Uno de los aspectos que más preocupa al sindicato es la explicación trasladada por la Dirección General de la Policía sobre las instalaciones utilizadas para alojar a los funcionarios desplazados. En su respuesta, la DGP ha destacado, según el SUP, que esos espacios "no son titularidad de la Dirección General de la Policía, ni se encuentran bajo su gestión o dependencia", atribuyendo a sus titulares las obligaciones relacionadas con el mantenimiento, la limpieza y las condiciones de salubridad.
Para el sindicato, sin embargo, esa explicación no responde a la cuestión de fondo. Ya que sostiene que el debate no debe centrarse en quién es el propietario del edificio, sino en qué Administración tiene la responsabilidad de garantizar las condiciones en las que se encuentran los policías desplazados por orden de servicio.
"La cuestión fundamental no es quién sea propietario del edificio, sino quién tiene la obligación de proteger a los policías que la propia Administración desplaza a Ceuta para cumplir una orden de servicio", defiende la organización.
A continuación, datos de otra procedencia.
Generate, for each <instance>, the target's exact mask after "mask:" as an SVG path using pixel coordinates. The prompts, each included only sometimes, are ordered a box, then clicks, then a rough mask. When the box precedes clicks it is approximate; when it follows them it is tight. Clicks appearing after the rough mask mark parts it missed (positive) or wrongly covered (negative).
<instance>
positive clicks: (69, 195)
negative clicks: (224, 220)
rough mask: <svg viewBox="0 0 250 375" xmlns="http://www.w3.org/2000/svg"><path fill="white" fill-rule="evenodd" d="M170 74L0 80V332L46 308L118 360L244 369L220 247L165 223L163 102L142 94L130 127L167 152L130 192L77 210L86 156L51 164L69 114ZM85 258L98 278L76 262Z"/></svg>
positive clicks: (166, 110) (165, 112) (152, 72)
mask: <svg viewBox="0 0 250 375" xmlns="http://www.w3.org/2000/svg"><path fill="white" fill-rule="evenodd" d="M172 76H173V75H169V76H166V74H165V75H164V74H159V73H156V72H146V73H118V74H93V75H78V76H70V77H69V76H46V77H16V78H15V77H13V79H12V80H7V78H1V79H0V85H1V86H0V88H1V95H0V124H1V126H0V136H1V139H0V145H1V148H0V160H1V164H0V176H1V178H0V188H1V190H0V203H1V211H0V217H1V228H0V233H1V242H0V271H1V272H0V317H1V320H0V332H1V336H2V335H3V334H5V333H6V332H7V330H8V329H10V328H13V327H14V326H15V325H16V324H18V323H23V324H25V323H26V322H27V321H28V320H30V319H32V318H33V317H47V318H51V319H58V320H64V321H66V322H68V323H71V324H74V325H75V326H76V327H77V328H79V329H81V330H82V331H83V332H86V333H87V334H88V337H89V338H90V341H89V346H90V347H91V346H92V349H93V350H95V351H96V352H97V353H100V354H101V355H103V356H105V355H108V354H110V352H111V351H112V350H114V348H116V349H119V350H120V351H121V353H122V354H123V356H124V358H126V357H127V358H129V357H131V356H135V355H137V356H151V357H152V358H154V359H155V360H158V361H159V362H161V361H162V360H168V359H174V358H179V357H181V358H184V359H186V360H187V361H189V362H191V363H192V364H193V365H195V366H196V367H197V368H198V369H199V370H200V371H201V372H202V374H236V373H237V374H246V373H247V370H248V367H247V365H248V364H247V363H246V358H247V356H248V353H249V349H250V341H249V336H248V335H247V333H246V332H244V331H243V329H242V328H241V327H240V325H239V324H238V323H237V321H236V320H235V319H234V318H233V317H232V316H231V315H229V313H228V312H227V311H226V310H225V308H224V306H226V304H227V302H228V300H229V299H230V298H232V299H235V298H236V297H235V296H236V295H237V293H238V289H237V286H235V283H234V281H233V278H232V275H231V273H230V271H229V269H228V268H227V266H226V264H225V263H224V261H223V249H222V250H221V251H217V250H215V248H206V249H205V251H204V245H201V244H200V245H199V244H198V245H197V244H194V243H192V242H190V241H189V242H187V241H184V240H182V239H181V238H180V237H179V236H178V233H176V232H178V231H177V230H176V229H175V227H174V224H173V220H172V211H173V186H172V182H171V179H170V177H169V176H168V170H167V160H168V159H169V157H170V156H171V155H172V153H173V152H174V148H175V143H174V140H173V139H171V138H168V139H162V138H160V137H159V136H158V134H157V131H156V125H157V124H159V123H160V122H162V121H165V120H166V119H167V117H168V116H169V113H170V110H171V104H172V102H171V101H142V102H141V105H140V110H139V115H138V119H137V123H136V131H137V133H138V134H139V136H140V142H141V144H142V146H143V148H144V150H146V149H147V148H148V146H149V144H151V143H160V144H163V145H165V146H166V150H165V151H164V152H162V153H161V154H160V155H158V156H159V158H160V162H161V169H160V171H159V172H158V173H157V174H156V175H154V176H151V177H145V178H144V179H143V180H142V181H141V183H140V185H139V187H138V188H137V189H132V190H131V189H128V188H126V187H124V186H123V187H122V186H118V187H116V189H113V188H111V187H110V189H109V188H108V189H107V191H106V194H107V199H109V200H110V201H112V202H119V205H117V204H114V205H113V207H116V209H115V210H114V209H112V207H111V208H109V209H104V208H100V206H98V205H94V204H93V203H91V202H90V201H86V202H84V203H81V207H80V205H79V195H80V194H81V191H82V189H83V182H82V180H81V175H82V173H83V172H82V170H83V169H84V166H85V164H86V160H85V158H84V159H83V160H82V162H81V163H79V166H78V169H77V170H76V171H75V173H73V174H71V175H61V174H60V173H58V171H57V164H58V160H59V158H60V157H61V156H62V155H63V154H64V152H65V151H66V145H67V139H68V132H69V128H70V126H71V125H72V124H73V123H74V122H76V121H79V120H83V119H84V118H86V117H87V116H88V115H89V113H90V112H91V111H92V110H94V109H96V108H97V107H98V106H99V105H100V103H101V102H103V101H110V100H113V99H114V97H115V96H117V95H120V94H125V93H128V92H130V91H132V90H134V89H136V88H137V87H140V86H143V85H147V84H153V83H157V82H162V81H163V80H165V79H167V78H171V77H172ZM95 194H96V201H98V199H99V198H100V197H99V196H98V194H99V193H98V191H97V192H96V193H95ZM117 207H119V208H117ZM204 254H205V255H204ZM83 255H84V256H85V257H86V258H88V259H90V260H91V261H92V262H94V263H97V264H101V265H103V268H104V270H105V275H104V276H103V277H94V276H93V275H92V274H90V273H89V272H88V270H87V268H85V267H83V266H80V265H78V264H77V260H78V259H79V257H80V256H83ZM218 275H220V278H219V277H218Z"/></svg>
El SUP considera que la Dirección General de la Policía no puede desligarse de esa responsabilidad por el hecho de que las instalaciones utilizadas para el alojamiento de los funcionarios pertenezcan o sean gestionadas por otra entidad. "La Dirección General es responsable de garantizar una protección eficaz de la seguridad y salud de sus funcionarios", sostiene.
La crisis de Ceuta ha obligado durante las últimas semanas a mantener un amplio despliegue de efectivos y ha incrementado la carga de trabajo de policías, guardias civiles y militares. Las asociaciones profesionales y los sindicatos han ido trasladando en este tiempo distintas denuncias relacionadas con las condiciones del dispositivo, desde la presión operativa y la falta de efectivos hasta las condiciones de alojamiento y los problemas sanitarios detectados entre algunos de los funcionarios desplazados.
Posibles acciones legales
Ante esta situación, el sindicato exige una revisión inmediata de la distribución de los efectivos disponibles en Ceuta. Su principal reclamación es que los servicios extraordinarios de protección institucional se cubran mediante recursos adicionales enviados expresamente para esa función y no recurriendo a policías de una plantilla local que ya soporta una importante presión operativa.
El SUP reclama también una respuesta completa a las medidas preventivas solicitadas para los funcionarios desplazados y que se concrete qué actuaciones se van a adoptar, en qué plazos y quién será responsable de ejecutarlas. "Si hay recursos para reforzar la protección de quienes vienen a gestionar la crisis, tiene que haberlos también para proteger a quienes llevan semanas sosteniéndola sobre el terreno", sostiene el sindicato.
La organización advierte, además, de que si no se adoptan las medidas necesarias para garantizar la salud y seguridad de los funcionarios, sus servicios jurídicos estudiarán las acciones legales que correspondan. La denuncia abre así un nuevo frente sobre la gestión de la crisis en Ceuta. Esta vez, la crítica no se dirige únicamente a las condiciones de trabajo y alojamiento de los agentes desplazados, sino también a la forma en que Interior está distribuyendo sus recursos en una ciudad que continúa sometida a una elevada presión operativa.